We developed a high-efficiency microfluidic chip for extracting exosomes from human plasma. We collected peripheral blood from normal human, designed and fabricated a microfluidic chip based on nanoporous membrane and agarose gel electrophoresis to isolate exosomes. The extracted exosomes were characterized by transmission electron microscopy, nanosight and Western blotting, the morphology, concentration and particle size of exosomes were identified and analyzed. Meanwhile, we used ultracentrifugation and microfluidic chip to isolate exosomes separately.
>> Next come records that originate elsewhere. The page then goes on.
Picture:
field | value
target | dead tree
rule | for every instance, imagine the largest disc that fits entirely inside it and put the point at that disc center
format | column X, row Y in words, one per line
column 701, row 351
The particle size and concentration of the exosomes extracted by two methods were compared and analyzed, and their respective extraction efficiency was discussed. Finally, the expression level of miRNA-21 in exosomes was analyzed by RT-PCR. The microfluidic chip isolated (in 1 hour) high-purity exosomes with size ranging from 30-200 nm directly from human plasma, allowing downstream exosomal miRNA analysis. By comparing with ultracentrifugation, the isolation yield of microfluidic chip was 3.80 times higher than ultracentrifugation when the volume of plasma sample less than 100 μL. The optimized parameters for exosome isolation by gel electrophoresis microfluidic chip were: voltage: 100 V; concentration of agarose gel: 1.0%; flow rate of injection pump: 0.1 mL/h. The gel electrophoresis microfluidic chips could rapidly and efficiently isolate the exosomes, showing great potential in the research of exosomes and cancer biomarkers.
为了开发一种用于人体血浆中外泌体的高效快速提取和分离的新型微流控芯片，文中收集健康人体外周血液样本，自主设计并制备基于纳米多孔薄膜和琼脂糖凝胶电泳的微流芯片。提取的外泌体使用透射电镜、Nanosight和Western blotting等技术进行表征，鉴定并分析其形态、浓度和粒径分布。同时将超速离心法和微流芯片所提取的外泌体进行粒径和浓度的分析比较，探讨两种方法各自的提取效率。最后，利用RT-PCR技术分析外泌体中miRNA-21的相对表达量。 凝胶电泳微流芯片可在1 h内快速的从血浆中高效率地提取出纯度高、大小完整、尺寸分布在30–200 nm之间的外泌体，满足后续下游分析的要求。通过与现有最普遍的超速离心法进行对比分析，当血浆样本量小于100 μL时，凝胶电泳微流芯片提取外泌体的效率为超速离心法的3.80倍。凝胶电泳微流芯片提取外泌体的优化参数是：电场电压：100 V；琼脂糖凝胶浓度：1.0%；注射泵流速：0.1 mL/h。凝胶电泳微流芯片可快速高效地提取出外泌体，对外泌体与癌症生物标记物的相关研究具有潜在的巨大优势，也为基于外泌体的即时诊断技术提供了可能。.
Keywords: cancer; exosomes; gel electrophoresis; microfluidic chip; nanoporous membrane.